Mereka menjadi alat penekan yang paling efektif, memakai legitimasi kekuasaan Jepang untuk semakin mengurung rakyat. Entah demi kepentingan pribadi, entah sekadar mempertontonkan dominasi feodal. Mungkin keduanya.
Peran elite lokal memang kunci. Andi Mannuhung dan putranya mewakili wajah kekuasaan.
Putranya, Andi Satinja, menjabat Kepala Desa Unra. Keduanya melambangkan struktur feodal yang menurun dari generasi ke generasi (Mahardika & Ramadhan, 2019).
Warisan kuasa seperti ini melahirkan jurang sosial yang dalam antara penguasa dan orang kebanyakan.
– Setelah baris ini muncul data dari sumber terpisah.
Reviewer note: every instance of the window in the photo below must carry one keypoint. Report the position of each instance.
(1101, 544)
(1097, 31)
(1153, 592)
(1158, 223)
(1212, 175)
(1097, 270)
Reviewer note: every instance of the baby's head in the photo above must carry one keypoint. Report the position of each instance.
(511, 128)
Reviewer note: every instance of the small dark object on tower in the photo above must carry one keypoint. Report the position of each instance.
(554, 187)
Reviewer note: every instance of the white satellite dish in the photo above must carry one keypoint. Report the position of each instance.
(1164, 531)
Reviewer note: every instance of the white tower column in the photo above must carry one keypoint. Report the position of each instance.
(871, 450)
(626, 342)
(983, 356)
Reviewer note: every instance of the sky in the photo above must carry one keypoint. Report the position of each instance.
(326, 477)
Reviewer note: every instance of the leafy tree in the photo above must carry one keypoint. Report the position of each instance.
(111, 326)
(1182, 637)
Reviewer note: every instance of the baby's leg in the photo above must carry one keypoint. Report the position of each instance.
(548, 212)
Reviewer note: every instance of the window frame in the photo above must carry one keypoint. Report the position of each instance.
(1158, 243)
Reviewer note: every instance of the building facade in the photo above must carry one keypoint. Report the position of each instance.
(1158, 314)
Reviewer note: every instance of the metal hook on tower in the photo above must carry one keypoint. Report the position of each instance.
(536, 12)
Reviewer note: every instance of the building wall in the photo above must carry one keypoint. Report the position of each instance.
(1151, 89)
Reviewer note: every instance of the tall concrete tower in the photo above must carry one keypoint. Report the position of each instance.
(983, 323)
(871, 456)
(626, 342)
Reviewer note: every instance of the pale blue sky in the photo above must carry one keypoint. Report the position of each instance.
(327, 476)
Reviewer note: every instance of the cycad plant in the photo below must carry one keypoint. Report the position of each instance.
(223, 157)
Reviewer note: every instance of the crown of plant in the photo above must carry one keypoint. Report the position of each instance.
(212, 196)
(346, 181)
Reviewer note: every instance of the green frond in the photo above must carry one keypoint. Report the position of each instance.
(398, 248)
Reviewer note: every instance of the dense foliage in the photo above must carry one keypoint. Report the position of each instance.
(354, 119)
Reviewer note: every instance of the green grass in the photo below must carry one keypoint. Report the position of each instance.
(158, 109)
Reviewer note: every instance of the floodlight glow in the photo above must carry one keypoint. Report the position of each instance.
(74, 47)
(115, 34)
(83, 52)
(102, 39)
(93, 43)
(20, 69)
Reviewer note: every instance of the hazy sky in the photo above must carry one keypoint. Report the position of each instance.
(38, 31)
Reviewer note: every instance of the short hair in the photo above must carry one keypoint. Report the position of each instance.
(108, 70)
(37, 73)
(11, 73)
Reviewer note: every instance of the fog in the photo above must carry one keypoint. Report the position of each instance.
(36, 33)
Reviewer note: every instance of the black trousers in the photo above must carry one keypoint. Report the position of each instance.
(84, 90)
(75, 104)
Dari situlah rakyat Unra bergerak.
Akhirnya, para pejabat itu tewas di Alun-alun Abbolang 'Nge. Tindakan itu dibaca sebagai simbol perlawanan rakyat terhadap sistem yang mencekik.
Jepang adalah katalis, bukan satu-satunya lawan. Musuh yang mereka hadapi saban hari justru pejabat sebangsa sendiri.